Lecture Outline

We shall study XML Path Language (XPath), Version 1.0, which is a W3C Recommendation published on November 16, 1999.
Link: http://www.w3.org/TR/xpath
We shall also look into several details of the XML Recommendatation:
1. The xml:space attribute
2. The xml:lang attribute
3. Character encodings in XML (i.e., encoding)
Useful resources on the Web:
1. Chapter 9 of XML in a Nutshell (3rd edition) is on XPath. It is available for download.
2. Also check out Massimo Franceschet's "Caffè XML" web page.

XPath Data Model

An XML document can be viewed as a tree; XPath is a language for selecting nodes out of this tree. In the view of XPath, the tree contains 7 types of node:

the root node
element nodes
text nodes
attribute nodes
namespace nodes
processing instruction nodes
comment nodes

The root node and element nodes each has an order list of child nodes. Note that XPath operates on an XML document after CDATA sections, entity references, and document type declarations have been merged into the document.

An Example XML Document

<?xml version="1.0"?>
<?xml-stylesheet type="application/xml" href="people.xsl"?>
<!DOCTYPE people [
 <!ATTLIST homepage xlink:type CDATA #FIXED "simple"
                  xmlns:xlink CDATA #FIXED "http://www.w3.org/1999/xlink">
 <!ATTLIST person id ID #IMPLIED>
]>
<people>

  <person born="1912" died="1954" id="p342">
    <name>
      <first_name>Alan</first_name>
      <last_name>Turing</last_name>
    </name>
    <!-- Did the word computer scientist exist in Turing's day? -->
    <profession>computer scientist</profession>
    <profession>mathematician</profession>
    <profession>cryptographer</profession>
    <homepage xlink:href="http://www.turing.org.uk/"/>
  </person>

  <person born="1918" died="1988" id="p4567">
    <name>
      <first_name>Richard</first_name>
      <middle_initial>&#x50;</middle_initial>
      <last_name>Feynman</last_name>
    </name>
    <profession>physicist</profession>
    <hobby>Playing the bongoes</hobby>
  </person>

</people>

Note: The above XML document is taken from Chapter 9 of XML in a Nutshell (3rd edition), by Elliotte Rusty Harold & W. Scott Means.

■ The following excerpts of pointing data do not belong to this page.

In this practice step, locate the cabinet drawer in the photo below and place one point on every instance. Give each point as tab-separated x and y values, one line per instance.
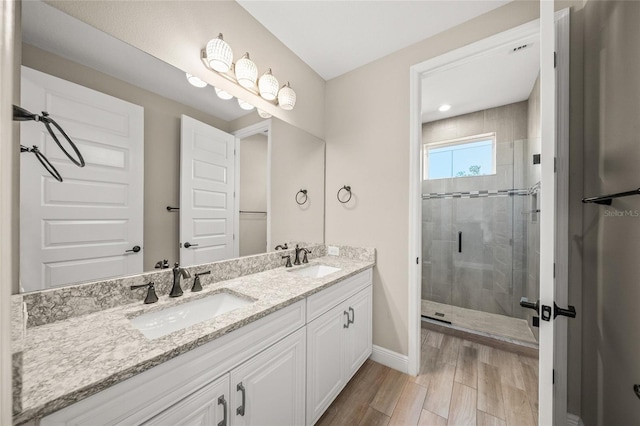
321	302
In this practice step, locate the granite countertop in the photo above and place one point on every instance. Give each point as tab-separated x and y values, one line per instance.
66	361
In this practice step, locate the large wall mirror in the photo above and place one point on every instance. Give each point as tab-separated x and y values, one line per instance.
132	95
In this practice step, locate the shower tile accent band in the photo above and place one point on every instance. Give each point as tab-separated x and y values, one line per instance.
477	194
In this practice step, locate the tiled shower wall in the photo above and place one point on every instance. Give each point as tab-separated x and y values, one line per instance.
490	274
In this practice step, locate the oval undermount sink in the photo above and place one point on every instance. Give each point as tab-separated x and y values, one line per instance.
315	271
165	321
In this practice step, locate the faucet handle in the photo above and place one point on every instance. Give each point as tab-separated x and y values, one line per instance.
152	297
197	286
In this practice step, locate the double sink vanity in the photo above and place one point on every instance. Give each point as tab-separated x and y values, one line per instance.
260	344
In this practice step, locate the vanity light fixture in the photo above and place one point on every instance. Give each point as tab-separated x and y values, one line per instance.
264	114
245	105
195	81
218	57
246	72
219	54
268	86
286	97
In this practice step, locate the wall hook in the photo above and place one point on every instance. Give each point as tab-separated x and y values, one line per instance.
301	199
344	188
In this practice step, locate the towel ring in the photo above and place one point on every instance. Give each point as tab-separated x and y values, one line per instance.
344	188
301	200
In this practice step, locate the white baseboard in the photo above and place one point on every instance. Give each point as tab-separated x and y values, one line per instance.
573	420
390	359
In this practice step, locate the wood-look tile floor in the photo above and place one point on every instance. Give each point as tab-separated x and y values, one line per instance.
460	383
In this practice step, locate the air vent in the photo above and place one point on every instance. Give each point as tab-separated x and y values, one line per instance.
520	48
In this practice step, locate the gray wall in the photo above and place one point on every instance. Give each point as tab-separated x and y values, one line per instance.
253	194
489	274
611	244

The Tree Structure of the Example

Note: The above figure is taken from Chapter 9 of XML in a Nutshell (3rd edition), by Elliotte Rusty Harold & W. Scott Means.

Correction: In the above figure,

text/xsl should be application/xml
xref:href="http://www.turinng.org.uk" should be xlink:href="http://www.turing.org.uk"
The text Richard should appear in element first_name

7 Types of Node in XPath

The root node is the root of the tree. The element node for the document element is a child of the root node. The root node also has children processing instruction and comment nodes if they occur in the prolog and after the end of the document node.
There is an element node for every element in the document. The children of an element node are the element nodes, comment nodes, processing instruction nodes, and text nodes of its content.
Character data is grouped into text nodes. As much character data as possible is grouped into each text node.
There is a processing instruction node for every processing instruction, except for any processing instruction that occurs within the document type declaration.
There is a comment node for every comment, except for any comment that occurs within the document type declaration.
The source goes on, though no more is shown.